Congress also has the right and the
obligation of oversight of the federal government.
This means it can create and it can destroy executive branch departments.
Congress
also can create and destroy federal courts as well as change the jurisdiction of
federal courts and increase or decrease the size of the Supreme Court.
Congress sets the budgets and appropriates the
funds for other parts of the federal government.
Congress has the right and the duty to
review, confirm, or reject the chief officer of the federal executive and
legislative branches (except, of course, for the president and vice president.)
And Congress has the right and the duty to remove
any important federal officer who is corrupt or exceeds the powers of his
office. The duty of Congress to remove corrupt
principal officers of the executive and judicial branches is often simply
forgotten. If the Secretary of the Treasury, for example, engages in some
stinky behavior, he usually simply resigns. But whether he does – indeed, even
if he does - the House can impeach him and the
Senate can convict him.
That is a deliberate check the Founding Fathers intended to give
Congress over the Executive Branch. But could the
House impeach or how could the Senate
convict an Obama commissar, who had never been confirmed by
the Senate and who held a position not created by
Congress? Cabinet secretaries and heads of
agencies are accountable both to the president and to
Congress. These commissars, on the other hand, could not be impeached
and removed from office because they do not, formally, hold an office.

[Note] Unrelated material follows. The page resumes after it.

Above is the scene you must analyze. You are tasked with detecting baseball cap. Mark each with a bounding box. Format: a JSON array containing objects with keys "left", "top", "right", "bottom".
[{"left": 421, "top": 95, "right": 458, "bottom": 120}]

This is very dangerous. The leader, in
this case Obama, becomes more than the office itself. The structure of
government morphs into the structure of the party.
Stalin, in large measure, did not wield his awful power as the head of the
Soviet Union or chief of the Soviet government: he did, in fact, often brag that
he was simply a member of the Communist Party, an
ordinary Soviet citizen. Hitler did combine the offices of Chancellor and
President, but his real power was as leader of the Nazi
Party, not an official of the German government.
When separate parts of government blend together, when rules of procedure are
simply bypassed, when the distinction between political parties operating within
government are transformed into political parties (through a system of
commissars) operating as the government, then any nation with established,
stable, and republican institutions has entered a very deadly phase.
The patterns are already ominously clear. Legislators, quite literally, vote
for legislation not yet written (which rather sounds like Hitler’s Enabling
Act.) Judicial nominees make only the vaguest pretense of adhering to ideals of
impartial administration of justice (Hispanic Justice and Aryan Justice sound
different, but they are not.) Now commissars are replacing cabinet secretaries –
and we should stop letting Obama define the changes. He is not appointing
dozens of “czars.” He is creating a party-state system of political commissars.